In June and July 2017, Adrian Baron, the then CEO of Loyal Bank ("the Bank"), a bank based in St Vincent, was caught in a sting operation by a U.S. undercover agent posing as a customer involved in stock manipulation schemes. The operation came about through a U.S. Department of Justice ("DOJ") investigation into alleged market manipulation by brokerage firms based in Belize. The DOJ came to suspect that the Bank was laundering proceeds flowing from the market manipulation scheme.
Mr Baron promised the undercover agent that he would open a number of corporate accounts at the Bank for him, without his name appearing on any of the account opening documentation.
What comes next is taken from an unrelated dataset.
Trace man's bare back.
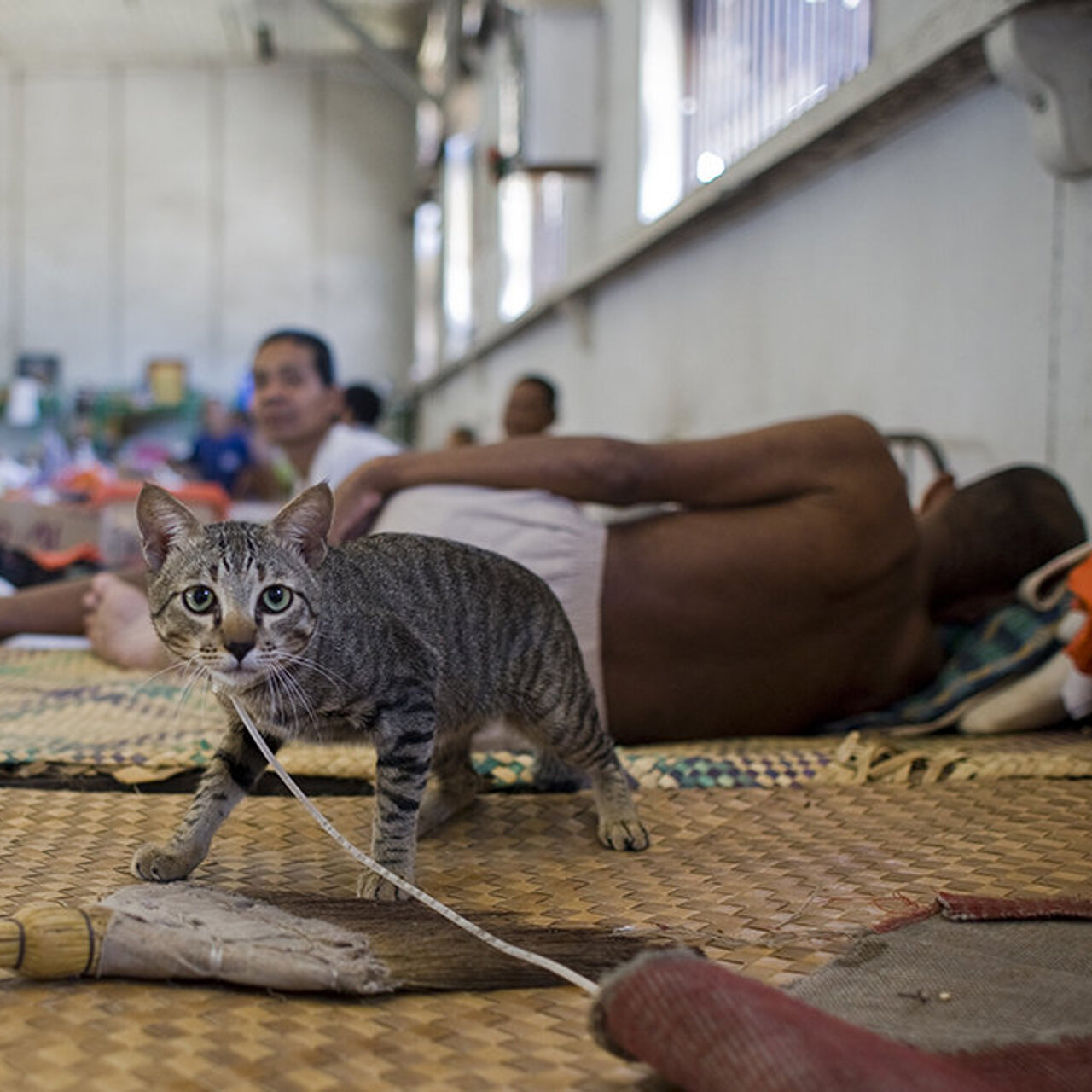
[601,508,939,744]
[335,416,956,744]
The agent made it clear that he would need to circumvent the U.S. Internal Revenue Service’s ("IRS") reporting requirements under FATCA, which requires financial institutions to identify their U.S. customers and report information about financial accounts held by them (either directly or through a foreign entity) to the IRS. Mr Baron confirmed to the agent that the Bank would not report an account for purposes of FATCA unless the paperwork indicated "obvious" U.S. involvement.
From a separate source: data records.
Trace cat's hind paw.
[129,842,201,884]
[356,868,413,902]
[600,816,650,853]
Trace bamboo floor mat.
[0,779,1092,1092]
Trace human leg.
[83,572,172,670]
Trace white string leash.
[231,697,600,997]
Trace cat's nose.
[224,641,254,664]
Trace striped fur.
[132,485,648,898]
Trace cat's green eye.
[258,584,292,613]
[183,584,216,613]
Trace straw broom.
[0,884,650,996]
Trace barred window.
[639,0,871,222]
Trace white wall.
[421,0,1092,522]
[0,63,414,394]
A number of accounts were subsequently opened and at no time did Mr Baron or the Bank request or collect FATCA information, as they were clearly required to do.
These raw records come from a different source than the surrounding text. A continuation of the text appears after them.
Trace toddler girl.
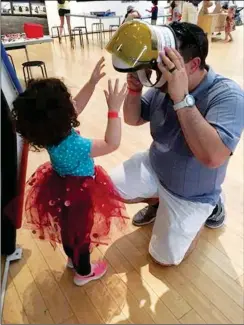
[8,58,129,286]
[225,7,235,43]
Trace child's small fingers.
[108,79,113,94]
[104,90,109,100]
[114,78,119,93]
[99,72,106,79]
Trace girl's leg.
[65,16,71,36]
[59,16,64,37]
[74,245,107,286]
[75,245,91,276]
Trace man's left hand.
[158,48,189,104]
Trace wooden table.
[2,35,53,76]
[65,14,123,49]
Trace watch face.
[186,95,195,106]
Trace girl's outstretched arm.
[74,57,105,115]
[91,79,127,157]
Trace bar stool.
[71,27,84,48]
[22,61,47,85]
[109,25,119,38]
[7,54,16,72]
[74,26,89,44]
[51,26,61,43]
[92,23,105,40]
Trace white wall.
[45,0,167,32]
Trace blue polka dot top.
[47,129,94,176]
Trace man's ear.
[189,57,201,74]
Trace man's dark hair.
[12,78,80,150]
[170,22,208,69]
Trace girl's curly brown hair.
[12,78,80,150]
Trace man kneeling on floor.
[107,22,244,265]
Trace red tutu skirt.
[5,163,128,260]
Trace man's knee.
[149,226,204,267]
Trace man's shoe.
[132,204,158,227]
[205,200,225,229]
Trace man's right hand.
[127,72,143,92]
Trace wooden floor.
[3,27,244,324]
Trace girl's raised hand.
[90,57,106,86]
[104,79,127,112]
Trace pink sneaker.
[74,261,108,286]
[67,258,74,269]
Mr Baron was extradited from Hungary to face proceedings in the US, and pleaded guilty to one count of conspiracy to defraud the U.S. by failing to comply with FATCA. He faces a maximum sentence of five years imprisonment.
This was the first ever conviction under FATCA, a 2010 law designed to reduce tax evasion through the use of bank accounts outside the US. The passage of the legislation was not without controversy; many felt that the requirements imposed on non-US financial institutions – namely, searching the banks’ databases (and potentially other documents) to identify potential U.S. customers, collecting additional information from such customers, and disclosing certain information about U.S. accounts – was too far-reaching in terms of extraterritoriality.
However, Mr Baron’s recent conviction sends a clear message, that U.S. enforcement authorities are prepared to prosecute not just the U.S. account holders themselves, but also those (whatever their nationality) who facilitate the tax evasion. It was irrelevant that Mr Baron was a UK national, that the Bank was based in St Vincent, and that the meetings with the undercover agent took place in Budapest. What mattered was that Mr Baron was well aware that the agent was a U.S. citizen, but failed to make the proper disclosures to the IRS under FATCA.
Extraterritorial action by the U.S. is not unknown. The DOJ's Swiss Bank Program, was announced by the DOJ and the Swiss government on 29 August 2013. The Program provided a path for certain Swiss banks to resolve potential U.S. criminal liabilities, if they had reason to believe that they may have committed taxrelated criminal offences or monetary transactions offences in connection with undeclared US-related accounts held by the Bank during a specified time period. Thus far, 80 non-prosecution agreements have been entered into and significant fines have been paid.
The Pursuit of Extraterritorial Tax Evasion: What About the UK?
The UK also has the elimination of tax evasion (both domestically and abroad) well within its sights. The UK Criminal Finances Act 2017 introduced two new offences for corporates relating to the failure to prevent facilitation of tax evasion of either UK taxes or non-UK taxes by employees, agents or any other person performing services for or on behalf of the corporate (in each case, acting in that capacity).1
The offences are modelled on the strict liability corporate offence in the UK Bribery Act. Their extraterritorial application is wide and applies to companies incorporated in the UK or which carry on a business (or part of a business) in the UK or if any part of the non-UK tax evasion facilitation offence takes place in the UK. Similar to the UK Bribery Act, there is a compliance defence if the corporation had in place “reasonable prevention procedures” with similar requirements to the Bribery Act.
This enables UK enforcement authorities to prosecute companies in relation to the evasion of both UK and overseas tax, depending on the circumstances. The UK revenue collection agency, HM Revenue & Customs ("HMRC"), is not to be underestimated. HMRC has proved itself willing to deploy undercover operatives, pay informants and, in certain circumstances, use stolen data.2 Its team of sophisticated investigators regularly conduct complex criminal and civil investigations.
In a world where it is increasingly hard to keep affairs private and data leaks by employees are a serious risk for corporates, the risk of a tax investigation or prosecution based on complex cross-border arrangements has never been higher. These new offences will make it much easier for HMRC, possibly in concert with the taxing authorities of any other jurisdiction involved, to pursue corporates regarding such arrangements.